Substitution Help

**Lord Voldemort** · February 8th 2010, 06:07 PM

I need help again, after pondering this for a while

If a and b are positive numbers, prove that
$\int^1_0 x^a(1-x)^b\ dx = \int^1_0 x^b(1-x)^a\ dx$
I think I should make $u = 1 - x$ and $x = 1 - u$ , then I get:
$-\int^1_0 u^b(1-u)^a\ du$
However, I have been stuck here for a while.
I don't know how to get rid of the negative nor how to substitute in back x without messing it back up.
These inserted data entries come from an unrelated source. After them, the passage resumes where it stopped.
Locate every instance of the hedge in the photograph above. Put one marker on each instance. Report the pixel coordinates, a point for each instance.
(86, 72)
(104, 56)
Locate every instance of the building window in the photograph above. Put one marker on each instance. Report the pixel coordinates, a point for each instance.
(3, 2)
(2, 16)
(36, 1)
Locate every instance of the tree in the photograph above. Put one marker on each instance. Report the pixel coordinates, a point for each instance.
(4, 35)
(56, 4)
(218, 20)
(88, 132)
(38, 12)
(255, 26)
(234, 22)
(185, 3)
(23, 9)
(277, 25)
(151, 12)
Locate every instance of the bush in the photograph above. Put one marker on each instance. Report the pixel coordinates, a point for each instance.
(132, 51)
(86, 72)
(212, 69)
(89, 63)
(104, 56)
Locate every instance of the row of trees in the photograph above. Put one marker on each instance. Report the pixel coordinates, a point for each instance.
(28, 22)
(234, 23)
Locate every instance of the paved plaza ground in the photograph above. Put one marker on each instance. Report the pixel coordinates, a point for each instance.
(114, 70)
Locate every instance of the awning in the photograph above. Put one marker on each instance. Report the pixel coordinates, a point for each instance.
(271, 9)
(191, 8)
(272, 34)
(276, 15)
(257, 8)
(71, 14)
**tonio** · February 8th 2010, 06:15 PM

Originally Posted by Lord Voldemort

I need help again, after pondering this for a while

If a and b are positive numbers, prove that
$\int^1_0 x^a(1-x)^b\ dx = \int^1_0 x^b(1-x)^a\ dx$
I think I should make $u = 1 - x$ and $x = 1 - u$ , then I get:
$-\int^1_0 u^b(1-u)^a\ du$

This is almost correct, but after the substitution $u=1-x$ , the integral limits get reversed: $x=0\Longrightarrow u=1\,,\,\,x=1\Longrightarrow u=0$ , so all is fine but the last integral's lower limit is 1 and the upper one is 0.

Tonio

However, I have been stuck here for a while.
I don't know how to get rid of the negative nor how to substitute in back x without messing it back up.

.

**Lord Voldemort** · February 8th 2010, 06:26 PM

Thanks! I just realized that after dinner. Funny how taking a break can make things clear. But the first is in terms of x and the second is in terms of u, and u is something in terms of x, so I don't understand how I can say this is complete at this point...
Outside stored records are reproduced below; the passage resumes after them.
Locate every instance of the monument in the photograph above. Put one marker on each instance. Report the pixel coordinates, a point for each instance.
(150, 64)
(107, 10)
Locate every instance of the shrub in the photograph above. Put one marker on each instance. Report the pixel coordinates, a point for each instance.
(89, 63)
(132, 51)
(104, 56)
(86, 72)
**tonio** · February 8th 2010, 06:32 PM

Originally Posted by Lord Voldemort

Thanks! I just realized that after dinner. Funny how taking a break can make things clear. But the first is in terms of x and the second is in terms of u, and u is something in terms of x, so I don't understand how I can say this is complete at this point...

Instead of writing "u" in the last integral, after substituing, just write "x"...what's the difference ?!

Tonio

**drumist** · February 8th 2010, 06:47 PM

Remember that the variable used in an integral is essentially a "dummy" variable. For example, evaluating a simple integral like this:

$\int_0^1 x^2 \, dx = \left[ \frac{x^3}{3} \right]_0^1 = \frac{1}{3}$

So, what we notice here is that the result doesn't depend on x at all. That whole integral equals 1/3. Therefore, you could change that x to any other variable and get the same result:

$\int_0^1 u^2 \, du = \left[ \frac{u^3}{3} \right]_0^1 = \frac{1}{3}$

or even

$\int_0^1 \phi^2 \, d\phi = \left[ \frac{\phi^3}{3} \right]_0^1 = \frac{1}{3}$

That's why the variable used doesn't matter.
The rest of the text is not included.